From Bugzilla Helper: User-Agent: Mozilla/5.0 (Windows; U; WinNT4.0; en-US; rv:0.9.1) Gecko/20010607 Description of problem: I think this is actually a deadlock of some sort in the kernel, but the actual effect is that 'ps aux' hangs up and can't be kill -9'ed. 'strace ps aux' runs through a load of the processes and then gives: stat64("/proc/30945", {st_mode=S_IFDIR|0555, st_size=0, ...}) = 0 open("/proc/30945/stat", O_RDONLY) = 7 read(7, (Interestingly, I could Ctrl-C out of this. I can't tell if the 'ps' process died, or just the 'strace', though, because 'ps' doesn't work. ;-) 'xosview' shows that one CPU spends almost 100% of its time doing 'system' work. (Our machine has 4 CPUs.) I don't know what triggers this; it's happened twice now, the first time after 2 weeks of uptime, this time after only about 3 days. I don't know if this occurs on uniprocessor machines or non-x86 machines. We have a quad-PIII-Xeon machine and that's what we're seeing it on. How reproducible: Sometimes Steps to Reproduce: When it happens, running 'ps aux' will hang. I haven't found a way to make it happen yet. Additional info:
Which kernel version is this ? 2.4.2-2 or the recently released 2.4.3-12 update kernel ?

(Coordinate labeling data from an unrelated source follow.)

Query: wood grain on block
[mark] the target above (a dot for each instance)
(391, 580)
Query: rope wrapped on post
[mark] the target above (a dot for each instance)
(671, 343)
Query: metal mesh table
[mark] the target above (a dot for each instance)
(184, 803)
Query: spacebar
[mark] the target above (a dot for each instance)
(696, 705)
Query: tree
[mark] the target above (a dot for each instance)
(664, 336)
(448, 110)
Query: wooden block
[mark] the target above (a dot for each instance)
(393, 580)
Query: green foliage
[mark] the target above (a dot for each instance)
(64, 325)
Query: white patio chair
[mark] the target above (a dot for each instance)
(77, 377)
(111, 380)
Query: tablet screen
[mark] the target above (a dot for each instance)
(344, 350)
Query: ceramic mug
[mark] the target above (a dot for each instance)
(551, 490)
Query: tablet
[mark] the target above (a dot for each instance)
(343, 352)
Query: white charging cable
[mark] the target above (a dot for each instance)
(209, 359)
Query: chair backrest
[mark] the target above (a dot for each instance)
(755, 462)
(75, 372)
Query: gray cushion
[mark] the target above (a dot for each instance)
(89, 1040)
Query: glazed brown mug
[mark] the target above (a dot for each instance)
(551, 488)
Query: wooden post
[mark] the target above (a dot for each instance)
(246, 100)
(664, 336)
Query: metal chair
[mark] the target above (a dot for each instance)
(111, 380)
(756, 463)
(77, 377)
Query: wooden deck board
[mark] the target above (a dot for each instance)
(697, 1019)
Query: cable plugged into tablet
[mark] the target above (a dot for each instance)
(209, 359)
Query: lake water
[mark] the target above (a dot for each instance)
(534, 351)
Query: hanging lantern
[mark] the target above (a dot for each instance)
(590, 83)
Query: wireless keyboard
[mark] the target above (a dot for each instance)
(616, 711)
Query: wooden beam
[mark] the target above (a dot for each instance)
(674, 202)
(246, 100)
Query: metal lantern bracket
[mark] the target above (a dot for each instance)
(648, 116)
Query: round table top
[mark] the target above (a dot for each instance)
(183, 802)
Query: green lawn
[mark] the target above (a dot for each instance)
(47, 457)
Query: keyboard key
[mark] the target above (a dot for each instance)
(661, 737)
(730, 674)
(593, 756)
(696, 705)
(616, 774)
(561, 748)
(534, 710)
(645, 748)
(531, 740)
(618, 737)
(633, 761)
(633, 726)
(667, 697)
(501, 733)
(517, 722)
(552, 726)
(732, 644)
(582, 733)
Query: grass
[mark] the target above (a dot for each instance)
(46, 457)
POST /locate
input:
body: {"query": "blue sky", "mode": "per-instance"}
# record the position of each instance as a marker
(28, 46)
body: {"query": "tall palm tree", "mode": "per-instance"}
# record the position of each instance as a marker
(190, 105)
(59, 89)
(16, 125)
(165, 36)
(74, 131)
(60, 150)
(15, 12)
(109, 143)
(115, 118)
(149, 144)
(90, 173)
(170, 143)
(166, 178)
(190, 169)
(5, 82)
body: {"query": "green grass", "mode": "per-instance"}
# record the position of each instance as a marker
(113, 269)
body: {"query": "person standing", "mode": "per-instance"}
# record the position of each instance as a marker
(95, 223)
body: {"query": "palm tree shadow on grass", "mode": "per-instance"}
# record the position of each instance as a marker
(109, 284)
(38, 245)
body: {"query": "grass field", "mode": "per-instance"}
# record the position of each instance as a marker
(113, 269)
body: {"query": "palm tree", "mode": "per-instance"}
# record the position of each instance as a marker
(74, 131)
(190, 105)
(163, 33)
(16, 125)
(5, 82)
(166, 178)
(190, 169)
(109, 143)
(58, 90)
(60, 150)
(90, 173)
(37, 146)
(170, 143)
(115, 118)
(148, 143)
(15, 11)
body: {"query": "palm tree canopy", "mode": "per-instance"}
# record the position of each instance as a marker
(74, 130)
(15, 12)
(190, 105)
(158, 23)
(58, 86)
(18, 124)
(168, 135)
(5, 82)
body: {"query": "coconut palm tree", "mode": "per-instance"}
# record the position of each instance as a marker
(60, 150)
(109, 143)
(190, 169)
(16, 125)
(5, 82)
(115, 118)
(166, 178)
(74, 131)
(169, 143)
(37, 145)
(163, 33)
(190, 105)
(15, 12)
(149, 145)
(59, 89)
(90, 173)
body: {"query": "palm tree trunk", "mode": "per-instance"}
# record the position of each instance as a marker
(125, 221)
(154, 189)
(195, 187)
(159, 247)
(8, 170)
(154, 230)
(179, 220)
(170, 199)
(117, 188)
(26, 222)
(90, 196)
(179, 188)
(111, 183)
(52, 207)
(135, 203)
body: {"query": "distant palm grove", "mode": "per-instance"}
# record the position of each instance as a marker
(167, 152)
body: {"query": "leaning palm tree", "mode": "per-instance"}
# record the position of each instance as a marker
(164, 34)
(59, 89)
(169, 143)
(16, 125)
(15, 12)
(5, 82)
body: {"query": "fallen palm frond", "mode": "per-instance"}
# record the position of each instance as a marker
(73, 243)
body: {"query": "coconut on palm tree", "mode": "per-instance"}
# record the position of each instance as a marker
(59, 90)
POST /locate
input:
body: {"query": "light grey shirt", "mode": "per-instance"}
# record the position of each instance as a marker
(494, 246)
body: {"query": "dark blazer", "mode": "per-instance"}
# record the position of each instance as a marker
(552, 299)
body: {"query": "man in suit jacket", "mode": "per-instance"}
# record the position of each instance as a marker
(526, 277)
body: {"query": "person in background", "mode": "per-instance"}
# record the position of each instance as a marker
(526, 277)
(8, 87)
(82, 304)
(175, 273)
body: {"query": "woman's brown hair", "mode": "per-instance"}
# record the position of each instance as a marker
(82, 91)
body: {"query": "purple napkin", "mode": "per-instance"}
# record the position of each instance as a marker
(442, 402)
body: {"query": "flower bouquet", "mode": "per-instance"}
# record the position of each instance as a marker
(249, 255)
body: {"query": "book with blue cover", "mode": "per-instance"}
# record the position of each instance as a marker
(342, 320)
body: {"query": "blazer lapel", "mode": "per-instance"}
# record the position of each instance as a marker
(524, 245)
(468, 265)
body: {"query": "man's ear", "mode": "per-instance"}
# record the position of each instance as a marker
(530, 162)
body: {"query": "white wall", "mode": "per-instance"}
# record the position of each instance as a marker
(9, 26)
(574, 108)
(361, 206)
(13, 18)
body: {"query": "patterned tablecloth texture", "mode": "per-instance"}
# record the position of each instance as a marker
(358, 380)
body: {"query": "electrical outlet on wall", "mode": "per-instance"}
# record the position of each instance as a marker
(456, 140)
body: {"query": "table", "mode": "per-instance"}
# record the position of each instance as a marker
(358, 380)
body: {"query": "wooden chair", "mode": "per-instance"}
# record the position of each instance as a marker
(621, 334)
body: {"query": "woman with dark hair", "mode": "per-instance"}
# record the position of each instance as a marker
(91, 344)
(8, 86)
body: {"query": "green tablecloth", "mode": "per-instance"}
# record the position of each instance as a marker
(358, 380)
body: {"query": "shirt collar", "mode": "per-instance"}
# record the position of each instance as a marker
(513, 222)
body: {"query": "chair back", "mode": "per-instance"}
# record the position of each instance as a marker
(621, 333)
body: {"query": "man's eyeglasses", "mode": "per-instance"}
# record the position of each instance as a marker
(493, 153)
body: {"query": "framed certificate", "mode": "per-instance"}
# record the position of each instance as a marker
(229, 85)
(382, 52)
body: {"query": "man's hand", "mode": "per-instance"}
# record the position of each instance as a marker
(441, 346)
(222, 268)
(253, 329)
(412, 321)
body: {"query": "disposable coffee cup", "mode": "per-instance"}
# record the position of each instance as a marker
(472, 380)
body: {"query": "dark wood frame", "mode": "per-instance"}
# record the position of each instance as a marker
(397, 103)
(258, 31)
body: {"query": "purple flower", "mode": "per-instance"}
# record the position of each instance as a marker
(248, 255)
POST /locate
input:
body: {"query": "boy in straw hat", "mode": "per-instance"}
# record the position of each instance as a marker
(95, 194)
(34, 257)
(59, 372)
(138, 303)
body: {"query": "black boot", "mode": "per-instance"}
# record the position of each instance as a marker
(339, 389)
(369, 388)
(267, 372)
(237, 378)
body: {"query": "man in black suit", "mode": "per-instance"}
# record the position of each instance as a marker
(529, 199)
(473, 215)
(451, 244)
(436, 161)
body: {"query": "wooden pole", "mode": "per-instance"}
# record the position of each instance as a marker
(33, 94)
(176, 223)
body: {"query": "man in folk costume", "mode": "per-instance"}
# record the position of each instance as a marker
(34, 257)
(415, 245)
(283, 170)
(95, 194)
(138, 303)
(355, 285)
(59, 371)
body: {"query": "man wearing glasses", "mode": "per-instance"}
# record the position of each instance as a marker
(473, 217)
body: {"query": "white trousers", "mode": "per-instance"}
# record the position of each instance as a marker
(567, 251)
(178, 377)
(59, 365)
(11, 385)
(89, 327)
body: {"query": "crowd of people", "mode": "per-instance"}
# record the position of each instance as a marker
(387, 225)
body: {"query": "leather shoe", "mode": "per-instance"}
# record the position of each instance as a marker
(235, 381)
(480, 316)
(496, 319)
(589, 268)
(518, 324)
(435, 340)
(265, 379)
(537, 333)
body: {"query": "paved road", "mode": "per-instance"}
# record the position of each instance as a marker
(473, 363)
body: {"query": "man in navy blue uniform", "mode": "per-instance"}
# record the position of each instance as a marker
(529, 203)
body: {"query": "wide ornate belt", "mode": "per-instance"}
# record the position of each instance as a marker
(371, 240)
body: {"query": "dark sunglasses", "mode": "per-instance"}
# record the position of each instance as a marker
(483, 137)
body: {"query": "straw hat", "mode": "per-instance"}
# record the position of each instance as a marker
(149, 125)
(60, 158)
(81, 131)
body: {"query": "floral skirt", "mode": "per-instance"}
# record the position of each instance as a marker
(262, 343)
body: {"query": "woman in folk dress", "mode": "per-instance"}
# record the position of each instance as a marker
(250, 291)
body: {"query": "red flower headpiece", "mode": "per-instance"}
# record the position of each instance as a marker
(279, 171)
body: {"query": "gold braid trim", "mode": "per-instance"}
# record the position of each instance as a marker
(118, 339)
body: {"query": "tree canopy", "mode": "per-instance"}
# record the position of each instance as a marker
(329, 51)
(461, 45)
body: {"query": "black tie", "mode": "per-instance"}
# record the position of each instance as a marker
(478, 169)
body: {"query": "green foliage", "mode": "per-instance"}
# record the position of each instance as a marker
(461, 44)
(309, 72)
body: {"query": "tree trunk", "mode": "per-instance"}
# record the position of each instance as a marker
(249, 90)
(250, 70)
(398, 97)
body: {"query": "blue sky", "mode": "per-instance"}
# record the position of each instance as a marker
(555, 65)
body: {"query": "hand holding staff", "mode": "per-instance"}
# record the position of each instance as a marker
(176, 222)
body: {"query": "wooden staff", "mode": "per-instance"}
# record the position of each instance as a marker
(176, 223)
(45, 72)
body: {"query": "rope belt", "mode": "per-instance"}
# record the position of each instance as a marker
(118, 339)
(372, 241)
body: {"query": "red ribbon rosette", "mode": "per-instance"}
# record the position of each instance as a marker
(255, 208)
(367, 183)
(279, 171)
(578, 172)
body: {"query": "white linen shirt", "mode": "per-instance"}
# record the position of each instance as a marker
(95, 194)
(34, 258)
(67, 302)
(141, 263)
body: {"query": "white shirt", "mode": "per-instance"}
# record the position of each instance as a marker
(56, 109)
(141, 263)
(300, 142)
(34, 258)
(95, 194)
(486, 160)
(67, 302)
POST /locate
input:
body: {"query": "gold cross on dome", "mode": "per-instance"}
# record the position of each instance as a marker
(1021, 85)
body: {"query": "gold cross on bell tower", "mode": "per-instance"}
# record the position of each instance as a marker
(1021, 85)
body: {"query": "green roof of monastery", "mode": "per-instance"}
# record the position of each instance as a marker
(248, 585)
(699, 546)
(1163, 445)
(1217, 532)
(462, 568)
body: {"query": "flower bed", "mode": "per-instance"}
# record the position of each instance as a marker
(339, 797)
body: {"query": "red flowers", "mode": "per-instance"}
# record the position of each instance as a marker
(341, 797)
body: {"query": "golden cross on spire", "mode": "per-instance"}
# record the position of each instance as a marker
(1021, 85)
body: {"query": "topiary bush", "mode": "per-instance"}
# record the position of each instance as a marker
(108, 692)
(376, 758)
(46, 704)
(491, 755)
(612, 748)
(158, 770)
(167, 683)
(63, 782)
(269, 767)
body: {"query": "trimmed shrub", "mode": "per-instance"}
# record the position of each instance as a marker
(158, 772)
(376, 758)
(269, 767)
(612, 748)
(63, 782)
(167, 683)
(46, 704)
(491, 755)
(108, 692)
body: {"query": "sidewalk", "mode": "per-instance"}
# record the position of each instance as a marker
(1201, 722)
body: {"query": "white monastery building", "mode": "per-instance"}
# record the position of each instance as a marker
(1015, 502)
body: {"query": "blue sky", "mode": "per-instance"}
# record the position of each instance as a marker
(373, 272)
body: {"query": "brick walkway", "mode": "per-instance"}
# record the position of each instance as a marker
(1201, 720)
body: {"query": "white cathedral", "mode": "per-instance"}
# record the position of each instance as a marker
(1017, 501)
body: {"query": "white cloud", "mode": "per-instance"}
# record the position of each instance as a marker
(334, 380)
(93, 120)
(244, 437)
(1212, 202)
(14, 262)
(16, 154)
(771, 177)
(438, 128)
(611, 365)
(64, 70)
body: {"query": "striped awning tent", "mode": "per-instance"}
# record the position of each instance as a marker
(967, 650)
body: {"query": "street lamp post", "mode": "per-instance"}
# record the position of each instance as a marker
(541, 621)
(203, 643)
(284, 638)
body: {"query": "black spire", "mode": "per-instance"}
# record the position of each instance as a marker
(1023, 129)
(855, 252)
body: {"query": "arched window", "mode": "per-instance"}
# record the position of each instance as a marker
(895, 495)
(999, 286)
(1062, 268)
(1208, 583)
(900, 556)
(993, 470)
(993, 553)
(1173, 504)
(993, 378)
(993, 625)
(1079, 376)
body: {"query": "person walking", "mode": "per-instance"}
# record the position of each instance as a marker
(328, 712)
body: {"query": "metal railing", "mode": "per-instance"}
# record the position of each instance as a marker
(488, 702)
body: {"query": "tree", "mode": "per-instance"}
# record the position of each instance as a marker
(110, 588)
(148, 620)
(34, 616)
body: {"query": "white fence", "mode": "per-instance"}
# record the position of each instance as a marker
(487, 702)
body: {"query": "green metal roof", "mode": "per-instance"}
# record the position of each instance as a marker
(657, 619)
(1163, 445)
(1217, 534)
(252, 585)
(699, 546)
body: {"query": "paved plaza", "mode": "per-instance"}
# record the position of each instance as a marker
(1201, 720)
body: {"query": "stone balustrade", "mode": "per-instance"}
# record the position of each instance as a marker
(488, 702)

bob:~: $ uname -a Linux bob 2.4.2-2smp #1 SMP Sun Apr 8 20:21:34 EDT 2001 i686 unknown bob:~: $ /sbin/lsmod Module Size Used by nfs 82816 1 (autoclean) nfsd 70976 8 (autoclean) lockd 53232 1 (autoclean) [nfs nfsd] sunrpc 66352 1 (autoclean) [nfs nfsd lockd] eepro100 17232 1 (autoclean) ipchains 41632 0 (unused) usbcore 52416 1 aic7xxx 136336 0 megaraid 21712 10 sd_mod 11744 10 scsi_mod 98624 3 [aic7xxx megaraid sd_mod] (usbcore doesn't seem to load successfully, but we don't use USB on the system anyway. The bus in most use is the megaraid.)
I know it's a lame answer, but could you try upgrading to the 2.4.3-12 kernel?
Now I know it exists, we probably will. The main problem with this is that the revision histories I've read so far don't make any mention of the sort of lockups I'm seeing, which leads me to suspect it won't be fixed... I'll report back if we have the problems again.
'uname' now gives: Linux bob 2.4.3-12smp #1 SMP Fri Jun 8 14:38:50 EDT 2001 i686 unknown ...and it's happened again. Taken a while for it to occur, admittedly, but it always was a bit random.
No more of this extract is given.